The Sheriff's Office official said that, given the agency's antiquated method of tracking cases at the time, it would have had no way of knowing about Dyess' unresolved cases had Dyess not brought them to light. 

While the review underway in Jefferson Parish is of a far lesser scope than the one at the New Orleans Police Department, it has been similarly distressing for the officials involved, including current and former supervisors whose actions are now being called into question. 

Lopinto said that after Dyess "self-reported" the open cases a few years ago, nothing came of it internally due to a "failed investigation" by top officials who no longer work for the agency. No one was disciplined, the sheriff said, adding that the internal inquiry undertaken at the time didn't even result in a final report. 

"It's not all Larry Dyess," Lopinto said. "He's the one who brought it to our attention. But this should have been taken care of" under the prior administration. 

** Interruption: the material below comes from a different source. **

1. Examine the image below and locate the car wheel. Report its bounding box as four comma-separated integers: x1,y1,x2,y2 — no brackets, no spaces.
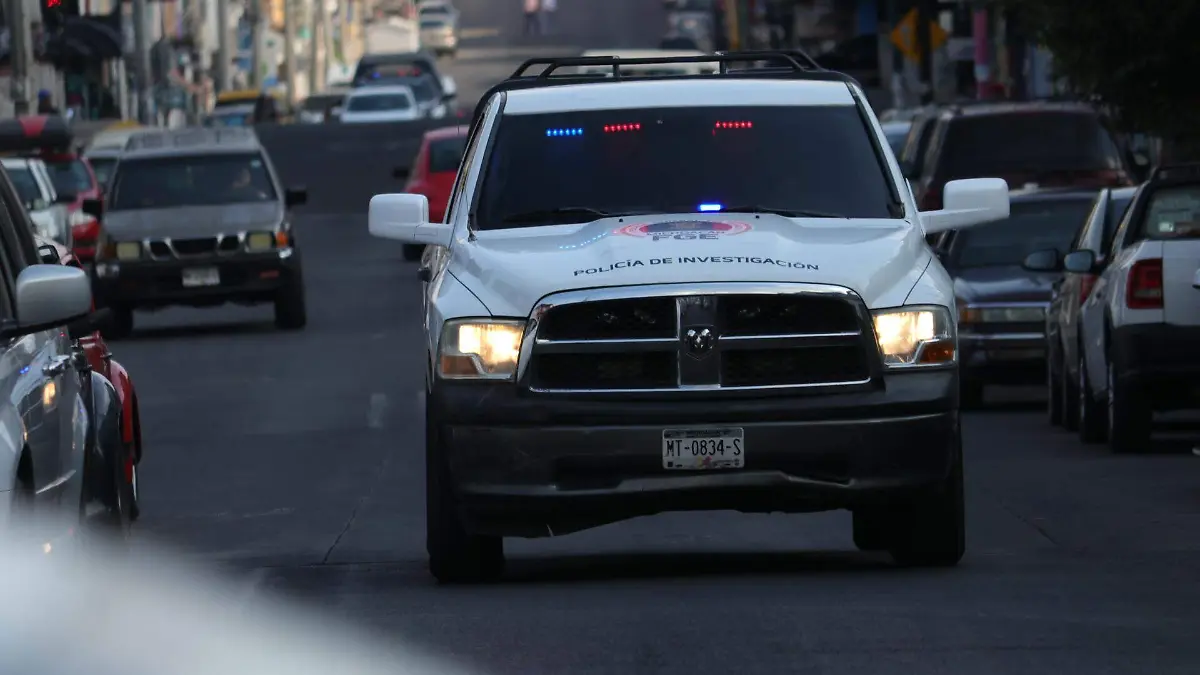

Normand, the former sheriff, said he never received a final report on the inquiry but had been satisfied that his command staff addressed the issue and reviewed the cases. 

"Some of these cases are prostitutes that didn't get paid," Normand said. "You delve into some of these cases and there really are evidentiary dead ends. But my primary concern was that they looked at every one of these cases."

Lopinto said no deputies have been suspended or disciplined in connection with the internal investigation.

He said the Sheriff's Office now uses a sophisticated tracking system that was not in place when these sexual assault cases dropped off the radar. 

"Everybody is cooperating," Lopinto said. "These kinds of investigations take time."